The selector allows for a threshold score to be set. Examples with an ngram overlap score less than or equal to the threshold are excluded. The threshold is set to -1.0, by default, so will not exclude any examples, only reorder them. Setting the threshold to 0.0 will exclude examples that have no ngram overlaps with the input.


In [2]:
from langchain.prompts import PromptTemplate
from langchain.prompts.example_selector.ngram_overlap import NGramOverlapExampleSelector

In [3]:
# These are examples of a fictional translation task.
examples = [
    {"input": "See Spot run.", "output": "Ver correr a Spot."},
    {"input": "My dog barks.", "output": "Mi perro ladra."},
    {"input": "Spot can run.", "output": "Spot puede correr."},
]

In [4]:
example_prompt = PromptTemplate(
    input_variables=["input", "output"],
    template="Input: {input}\nOutput: {output}",
)
example_selector = NGramOverlapExampleSelector(
    # These are the examples it has available to choose from.
    examples=examples, 
    # This is the PromptTemplate being used to format the examples.
    example_prompt=example_prompt, 
    # This is the threshold, at which selector stops.
    # It is set to -1.0 by default.
    threshold=-1.0,
    # For negative threshold:
    # Selector sorts examples by ngram overlap score, and excludes none.
    # For threshold greater than 1.0:
    # Selector excludes all examples, and returns an empty list.
    # For threshold equal to 0.0:
    # Selector sorts examples by ngram overlap score,
    # and excludes those with no ngram overlap with input.
)
dynamic_prompt = FewShotPromptTemplate(
    # We provide an ExampleSelector instead of examples.
    example_selector=example_selector,
    example_prompt=example_prompt,
    prefix="Give the Spanish translation of every input",
    suffix="Input: {sentence}\nOutput:", 
    input_variables=["sentence"],
)

In [5]:
# An example input with large ngram overlap with "Spot can run."
# and no overlap with "My dog barks."
print(dynamic_prompt.format(sentence="Spot can run fast."))

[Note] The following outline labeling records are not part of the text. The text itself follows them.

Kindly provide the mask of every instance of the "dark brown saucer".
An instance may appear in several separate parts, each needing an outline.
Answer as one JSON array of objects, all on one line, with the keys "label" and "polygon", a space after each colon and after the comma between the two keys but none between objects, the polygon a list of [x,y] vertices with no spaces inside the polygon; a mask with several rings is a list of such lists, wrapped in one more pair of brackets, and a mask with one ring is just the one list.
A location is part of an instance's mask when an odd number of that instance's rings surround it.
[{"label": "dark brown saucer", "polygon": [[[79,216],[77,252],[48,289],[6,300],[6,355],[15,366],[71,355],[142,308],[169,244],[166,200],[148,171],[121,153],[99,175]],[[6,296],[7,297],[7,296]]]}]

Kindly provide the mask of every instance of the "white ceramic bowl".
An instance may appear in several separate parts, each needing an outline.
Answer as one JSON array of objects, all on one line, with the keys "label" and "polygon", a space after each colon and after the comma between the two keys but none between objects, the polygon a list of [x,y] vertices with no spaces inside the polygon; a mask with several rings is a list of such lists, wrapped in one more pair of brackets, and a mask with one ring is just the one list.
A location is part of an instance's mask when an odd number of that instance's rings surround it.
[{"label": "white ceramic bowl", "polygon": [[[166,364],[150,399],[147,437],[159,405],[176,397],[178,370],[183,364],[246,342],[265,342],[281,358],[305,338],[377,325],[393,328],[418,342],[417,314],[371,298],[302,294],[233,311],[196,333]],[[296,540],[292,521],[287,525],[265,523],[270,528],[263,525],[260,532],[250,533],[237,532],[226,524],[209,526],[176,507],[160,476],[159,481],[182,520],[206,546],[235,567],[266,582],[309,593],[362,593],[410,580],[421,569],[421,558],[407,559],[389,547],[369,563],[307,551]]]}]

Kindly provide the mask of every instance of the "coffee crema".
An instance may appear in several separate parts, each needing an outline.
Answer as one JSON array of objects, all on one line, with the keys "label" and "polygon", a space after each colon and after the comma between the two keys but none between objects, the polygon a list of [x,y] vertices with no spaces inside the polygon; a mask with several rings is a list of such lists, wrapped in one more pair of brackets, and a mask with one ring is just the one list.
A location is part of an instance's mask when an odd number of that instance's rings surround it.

Give the Spanish translation of every input

Input: Spot can run.
Output: Spot puede correr.

Input: See Spot run.
Output: Ver correr a Spot.

Input: My dog barks.
Output: Mi perro ladra.

Input: Spot can run fast.
Output:


In [6]:
# You can add examples to NGramOverlapExampleSelector as well.
new_example = {"input": "Spot plays fetch.", "output": "Spot juega a buscar."}

example_selector.add_example(new_example)
print(dynamic_prompt.format(sentence="Spot can run fast."))

Give the Spanish translation of every input

Input: Spot can run.
Output: Spot puede correr.

Input: See Spot run.
Output: Ver correr a Spot.

Input: Spot plays fetch.
Output: Spot juega a buscar.

Input: My dog barks.
Output: Mi perro ladra.

Input: Spot can run fast.
Output:


In [7]:
# You can set a threshold at which examples are excluded.
# For example, setting threshold equal to 0.0
# excludes examples with no ngram overlaps with input.
# Since "My dog barks." has no ngram overlaps with "Spot can run fast."
# it is excluded.
example_selector.threshold=0.0
print(dynamic_prompt.format(sentence="Spot can run fast."))

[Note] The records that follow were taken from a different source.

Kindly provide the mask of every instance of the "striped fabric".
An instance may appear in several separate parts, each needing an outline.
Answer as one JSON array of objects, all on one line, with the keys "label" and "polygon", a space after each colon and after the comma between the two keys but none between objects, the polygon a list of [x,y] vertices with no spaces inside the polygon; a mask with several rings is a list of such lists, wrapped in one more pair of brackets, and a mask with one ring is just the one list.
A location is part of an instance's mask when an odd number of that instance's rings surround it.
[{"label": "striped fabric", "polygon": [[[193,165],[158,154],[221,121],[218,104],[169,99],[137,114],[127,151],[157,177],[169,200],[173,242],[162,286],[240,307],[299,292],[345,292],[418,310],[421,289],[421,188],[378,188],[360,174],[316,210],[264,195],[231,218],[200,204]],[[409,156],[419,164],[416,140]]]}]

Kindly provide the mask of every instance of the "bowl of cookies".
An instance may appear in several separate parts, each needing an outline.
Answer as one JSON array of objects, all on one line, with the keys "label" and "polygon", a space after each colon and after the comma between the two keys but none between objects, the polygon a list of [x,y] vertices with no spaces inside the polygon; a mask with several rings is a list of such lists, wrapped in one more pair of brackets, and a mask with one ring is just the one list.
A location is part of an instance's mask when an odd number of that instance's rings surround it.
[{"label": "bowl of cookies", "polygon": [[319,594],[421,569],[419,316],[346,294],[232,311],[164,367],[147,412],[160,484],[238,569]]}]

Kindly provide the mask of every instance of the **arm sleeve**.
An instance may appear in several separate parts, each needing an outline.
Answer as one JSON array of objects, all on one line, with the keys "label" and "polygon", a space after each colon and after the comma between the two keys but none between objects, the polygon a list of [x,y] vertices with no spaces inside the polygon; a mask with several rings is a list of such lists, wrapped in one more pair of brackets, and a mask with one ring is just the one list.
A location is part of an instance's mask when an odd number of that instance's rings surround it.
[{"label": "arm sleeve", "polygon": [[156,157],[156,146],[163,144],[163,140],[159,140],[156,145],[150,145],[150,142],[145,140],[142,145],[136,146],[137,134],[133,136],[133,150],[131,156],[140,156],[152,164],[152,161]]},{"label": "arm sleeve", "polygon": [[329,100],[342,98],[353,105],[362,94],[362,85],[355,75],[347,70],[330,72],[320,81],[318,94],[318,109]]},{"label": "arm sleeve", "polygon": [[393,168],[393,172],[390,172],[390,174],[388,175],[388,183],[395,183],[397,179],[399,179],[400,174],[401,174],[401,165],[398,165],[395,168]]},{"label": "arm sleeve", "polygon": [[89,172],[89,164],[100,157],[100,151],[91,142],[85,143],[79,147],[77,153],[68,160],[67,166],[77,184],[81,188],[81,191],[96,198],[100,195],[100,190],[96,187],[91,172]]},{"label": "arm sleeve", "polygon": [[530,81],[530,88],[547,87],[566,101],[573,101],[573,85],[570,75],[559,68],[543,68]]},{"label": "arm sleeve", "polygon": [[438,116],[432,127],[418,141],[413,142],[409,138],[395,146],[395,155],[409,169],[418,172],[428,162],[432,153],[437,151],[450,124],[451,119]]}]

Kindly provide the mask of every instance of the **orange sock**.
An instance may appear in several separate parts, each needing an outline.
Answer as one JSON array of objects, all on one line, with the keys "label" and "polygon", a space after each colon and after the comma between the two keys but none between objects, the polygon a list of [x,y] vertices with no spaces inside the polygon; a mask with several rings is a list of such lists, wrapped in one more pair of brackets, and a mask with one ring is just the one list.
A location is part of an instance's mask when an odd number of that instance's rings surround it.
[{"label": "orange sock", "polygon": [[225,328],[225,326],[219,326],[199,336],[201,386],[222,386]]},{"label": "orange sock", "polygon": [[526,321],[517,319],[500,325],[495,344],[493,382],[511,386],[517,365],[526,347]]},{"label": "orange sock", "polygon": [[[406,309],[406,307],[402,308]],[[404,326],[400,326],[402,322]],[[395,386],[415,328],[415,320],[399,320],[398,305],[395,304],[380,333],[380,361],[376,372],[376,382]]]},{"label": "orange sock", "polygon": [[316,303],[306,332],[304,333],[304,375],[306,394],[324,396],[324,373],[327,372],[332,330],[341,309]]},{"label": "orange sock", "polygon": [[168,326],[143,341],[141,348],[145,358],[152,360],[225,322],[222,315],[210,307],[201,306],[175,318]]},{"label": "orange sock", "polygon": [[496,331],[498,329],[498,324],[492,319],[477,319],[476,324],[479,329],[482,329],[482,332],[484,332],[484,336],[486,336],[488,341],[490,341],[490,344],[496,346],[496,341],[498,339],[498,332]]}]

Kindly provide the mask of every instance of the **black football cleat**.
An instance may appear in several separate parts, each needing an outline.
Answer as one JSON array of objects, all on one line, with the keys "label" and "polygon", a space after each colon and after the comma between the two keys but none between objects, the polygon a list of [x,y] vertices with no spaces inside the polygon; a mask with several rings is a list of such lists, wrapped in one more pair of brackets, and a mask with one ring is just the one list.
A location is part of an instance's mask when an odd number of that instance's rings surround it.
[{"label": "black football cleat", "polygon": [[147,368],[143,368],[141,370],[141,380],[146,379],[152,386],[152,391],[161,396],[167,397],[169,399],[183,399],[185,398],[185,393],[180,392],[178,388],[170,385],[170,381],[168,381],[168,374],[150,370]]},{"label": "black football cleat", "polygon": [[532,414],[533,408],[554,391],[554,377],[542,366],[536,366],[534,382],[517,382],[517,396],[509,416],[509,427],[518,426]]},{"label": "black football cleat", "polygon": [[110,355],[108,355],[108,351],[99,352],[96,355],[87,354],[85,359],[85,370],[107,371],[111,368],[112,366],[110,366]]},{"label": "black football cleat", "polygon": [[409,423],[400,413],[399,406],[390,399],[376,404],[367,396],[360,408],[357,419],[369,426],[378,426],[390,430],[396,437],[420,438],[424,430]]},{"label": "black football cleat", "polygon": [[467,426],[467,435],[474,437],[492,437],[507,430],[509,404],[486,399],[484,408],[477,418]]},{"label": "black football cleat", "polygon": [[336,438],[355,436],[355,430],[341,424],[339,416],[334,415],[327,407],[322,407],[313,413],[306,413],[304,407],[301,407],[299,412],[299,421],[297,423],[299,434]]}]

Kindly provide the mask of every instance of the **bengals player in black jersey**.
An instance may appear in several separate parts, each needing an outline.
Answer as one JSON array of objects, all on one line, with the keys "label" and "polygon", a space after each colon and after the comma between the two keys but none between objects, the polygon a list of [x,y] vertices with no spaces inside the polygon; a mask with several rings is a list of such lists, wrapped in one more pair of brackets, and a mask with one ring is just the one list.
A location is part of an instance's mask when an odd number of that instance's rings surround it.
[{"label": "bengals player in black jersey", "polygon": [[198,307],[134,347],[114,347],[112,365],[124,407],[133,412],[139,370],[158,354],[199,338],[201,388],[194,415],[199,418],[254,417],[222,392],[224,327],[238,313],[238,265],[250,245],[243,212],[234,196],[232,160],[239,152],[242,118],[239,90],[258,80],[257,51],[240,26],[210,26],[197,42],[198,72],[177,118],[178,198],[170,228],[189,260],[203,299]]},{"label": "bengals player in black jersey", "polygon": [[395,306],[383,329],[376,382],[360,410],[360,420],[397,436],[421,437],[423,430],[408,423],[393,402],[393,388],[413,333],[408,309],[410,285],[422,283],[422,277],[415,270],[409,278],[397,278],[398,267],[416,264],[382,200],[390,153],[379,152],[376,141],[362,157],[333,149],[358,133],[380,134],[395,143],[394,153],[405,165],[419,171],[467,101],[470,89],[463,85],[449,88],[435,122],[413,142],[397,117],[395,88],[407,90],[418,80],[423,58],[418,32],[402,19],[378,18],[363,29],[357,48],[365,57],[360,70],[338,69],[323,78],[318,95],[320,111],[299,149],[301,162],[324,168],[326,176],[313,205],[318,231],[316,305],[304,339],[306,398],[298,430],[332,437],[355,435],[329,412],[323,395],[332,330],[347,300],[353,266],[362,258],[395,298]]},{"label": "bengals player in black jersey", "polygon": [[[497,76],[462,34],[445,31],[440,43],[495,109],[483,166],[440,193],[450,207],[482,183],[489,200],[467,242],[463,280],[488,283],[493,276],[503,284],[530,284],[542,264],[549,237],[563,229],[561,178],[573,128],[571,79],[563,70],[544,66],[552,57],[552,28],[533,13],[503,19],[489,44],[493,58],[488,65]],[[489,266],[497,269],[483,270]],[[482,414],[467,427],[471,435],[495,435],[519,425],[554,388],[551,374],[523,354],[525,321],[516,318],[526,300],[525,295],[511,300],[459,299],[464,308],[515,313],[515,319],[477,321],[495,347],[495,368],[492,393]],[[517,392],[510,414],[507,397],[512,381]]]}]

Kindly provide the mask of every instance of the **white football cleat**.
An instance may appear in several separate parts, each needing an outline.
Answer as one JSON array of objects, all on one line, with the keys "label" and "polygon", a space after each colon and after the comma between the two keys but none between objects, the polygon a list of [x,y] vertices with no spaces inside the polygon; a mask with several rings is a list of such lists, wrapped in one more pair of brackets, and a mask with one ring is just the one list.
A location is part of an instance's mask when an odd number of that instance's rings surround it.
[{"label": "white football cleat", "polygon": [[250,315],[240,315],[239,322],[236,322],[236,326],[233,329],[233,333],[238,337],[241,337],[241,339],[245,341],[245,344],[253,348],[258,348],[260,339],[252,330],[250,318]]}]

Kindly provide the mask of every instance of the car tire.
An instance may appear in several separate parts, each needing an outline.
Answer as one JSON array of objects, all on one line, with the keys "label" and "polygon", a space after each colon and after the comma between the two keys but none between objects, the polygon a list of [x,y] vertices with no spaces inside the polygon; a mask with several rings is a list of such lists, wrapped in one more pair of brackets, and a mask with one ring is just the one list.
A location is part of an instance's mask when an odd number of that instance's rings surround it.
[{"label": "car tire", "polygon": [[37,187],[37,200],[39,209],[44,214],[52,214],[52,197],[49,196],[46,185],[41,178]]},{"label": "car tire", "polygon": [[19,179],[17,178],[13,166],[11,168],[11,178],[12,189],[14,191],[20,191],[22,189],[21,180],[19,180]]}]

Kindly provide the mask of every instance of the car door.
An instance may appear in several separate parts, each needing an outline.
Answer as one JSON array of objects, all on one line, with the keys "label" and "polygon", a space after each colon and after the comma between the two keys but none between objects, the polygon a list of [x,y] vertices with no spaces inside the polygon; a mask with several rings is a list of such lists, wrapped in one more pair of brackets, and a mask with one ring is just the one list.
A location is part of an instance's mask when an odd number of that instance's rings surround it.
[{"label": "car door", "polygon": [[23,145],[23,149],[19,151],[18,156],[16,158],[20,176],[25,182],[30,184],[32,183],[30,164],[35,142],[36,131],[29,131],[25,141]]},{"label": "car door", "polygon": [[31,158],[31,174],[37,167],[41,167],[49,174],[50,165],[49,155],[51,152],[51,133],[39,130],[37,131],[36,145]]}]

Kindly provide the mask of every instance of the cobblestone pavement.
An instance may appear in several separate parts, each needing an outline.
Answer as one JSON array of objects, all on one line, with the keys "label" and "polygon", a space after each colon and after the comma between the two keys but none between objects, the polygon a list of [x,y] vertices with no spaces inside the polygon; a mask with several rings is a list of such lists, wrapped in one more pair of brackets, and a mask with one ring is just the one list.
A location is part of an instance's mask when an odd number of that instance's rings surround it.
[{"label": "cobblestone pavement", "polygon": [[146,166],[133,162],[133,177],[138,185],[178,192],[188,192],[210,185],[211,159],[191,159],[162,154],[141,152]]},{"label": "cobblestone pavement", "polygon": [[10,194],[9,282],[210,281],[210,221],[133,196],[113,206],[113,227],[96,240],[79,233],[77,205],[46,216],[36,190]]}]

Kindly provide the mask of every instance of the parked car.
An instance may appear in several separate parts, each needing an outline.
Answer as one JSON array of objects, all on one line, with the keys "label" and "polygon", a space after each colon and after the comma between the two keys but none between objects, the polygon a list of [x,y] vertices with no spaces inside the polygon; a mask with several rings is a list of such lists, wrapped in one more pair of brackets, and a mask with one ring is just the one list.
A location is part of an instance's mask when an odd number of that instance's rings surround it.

Give the Spanish translation of every input

Input: Spot can run.
Output: Spot puede correr.

Input: See Spot run.
Output: Ver correr a Spot.

Input: Spot plays fetch.
Output: Spot juega a buscar.

Input: Spot can run fast.
Output:


In [87]:
# Setting small nonzero threshold
example_selector.threshold=0.09
print(dynamic_prompt.format(sentence="Spot can play fetch."))

Give the Spanish translation of every input

Input: Spot can run.
Output: Spot puede correr.

Input: Spot plays fetch.
Output: Spot juega a buscar.

Input: Spot can play fetch.
Output:


In [88]:
# Setting threshold greater than 1.0
example_selector.threshold=1.0+1e-9
print(dynamic_prompt.format(sentence="Spot can play fetch."))

Give the Spanish translation of every input

Input: Spot can play fetch.
Output: